You've probably had that feeling many times before in your life: walking away from the cinema after watching a movie that was so completely awful you found yourself wondering how such an obviously terrible idea ever made it past the hundreds of folks who should have known better (and had to pay for it to boot) all the way to your multiplex. Apparently such poor judgment is not limited to Hollywood.

A recent advertorial temporarily unleashed on a soon-to-be appalled public was intended to highlight environmental efforts around the world related to the 10-10-2010 campaign, a global effort to direct practical good sense on judicious energy use and measures to combat climate change related to our profligate lifestyles. I suppose it was intended to out-python Monty Python or some such thing (or perhaps I just don't understand British humor, though I still laugh about their comic antics in my homeland), but the 10/10 campaign's "no pressure" video (no, sorry, don't plan to link to it), which includes scenes of pert English school children blown to bits after refusing to commit to small works of mercy to prevent climate change, didn't leave me scratching my head as much as covering my eyes. As my two-year-old is fond of saying: "Wha th' h-ache?!"

Instead of publicizing the campaign, of course, this jaw-dropping public disservice announcement has unleashed the rhetorical dogs of war; climate change skeptics have seized on the video—now pulled out of internet service but widely viewable on YouTube and elsewhere—to pronounce all proponents of real-world lifestyle changes meant to diminish climate change effects as eco-nazis eager to liquidate anyone who doesn't agree with them. Unfortunately after looking at the video, it's hard to argue that counter-reaction is over-the-top, really. The 10/10 video was meant to be in poor taste (it succeeds mightily), and I guess intended to shock viewers into thinking seriously about climate change and their personal contribution to it, but after watching it the only thought I could muster was a simple: "What the $%^ were they thinking?"

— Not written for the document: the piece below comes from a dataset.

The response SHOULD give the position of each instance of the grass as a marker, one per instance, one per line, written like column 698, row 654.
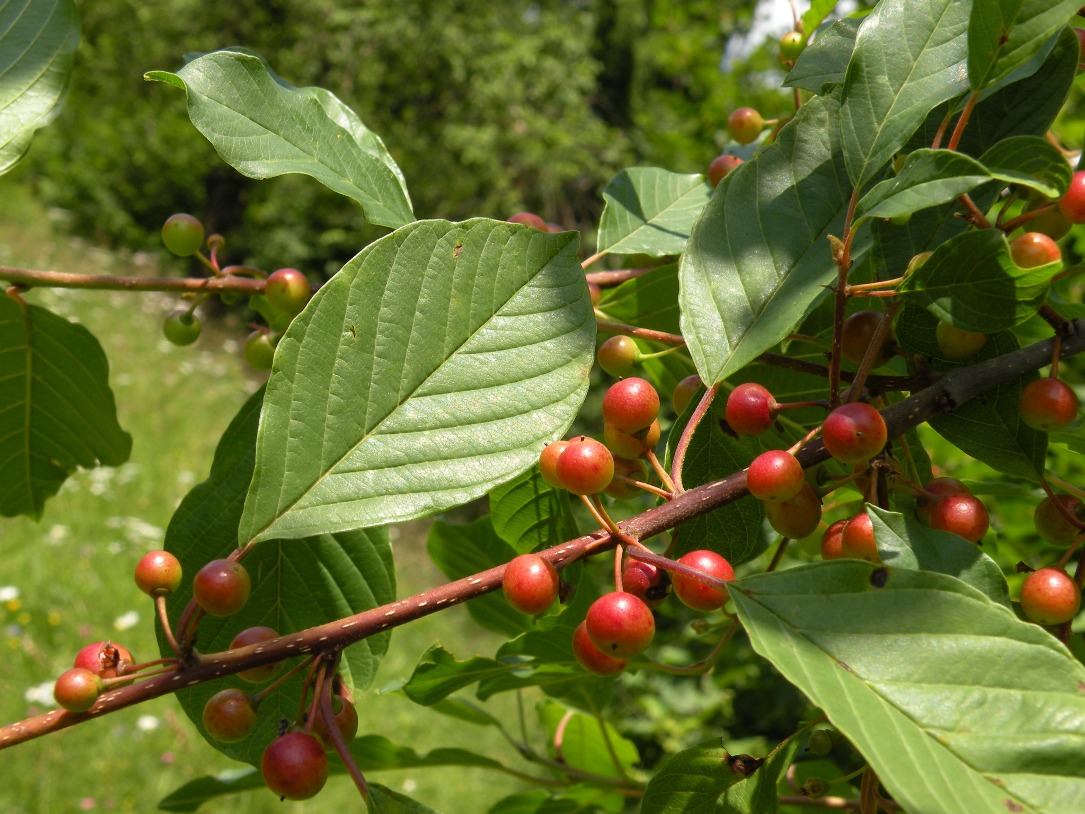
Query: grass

After a classic non-apology on Friday, "we're sorry if someone was offended … ", the director of 10/10 issued a more forthright statement today. It will not be enough to quell the rhetorical furor this poorly conceived idea is generating, nor do much to mitigate the damage it has done. A resignation or two would be a more effective gesture of accountability at this point.

Bill McKibben is among the notable environmentalists who managed a more cerebral response to the video than moi, so I'll let him have the last word on what is surely a bad day for environmentalists everywhere (through no fault of their own): "The climate skeptics can crow. It’s the kind of stupidity that hurts our side, reinforcing in people’s minds a series of preconceived notions, not the least of which is that we’re out-of-control and out of touch—not to mention off the wall, and also with completely misplaced sense of humor . . . . What makes it so depressing is that it’s the precise opposite of what the people organizing around the world for October 10 are all about. In the first place, they’re as responsible as it’s possible to be:  They’ll spend the day putting up windmills and solar panels, laying out bike paths and digging community gardens. And in the second place, they’re doing it because they realize kids are already dying from climate change, and that many many more are at risk as the century winds on. Killing people is, literally, the last thing we want."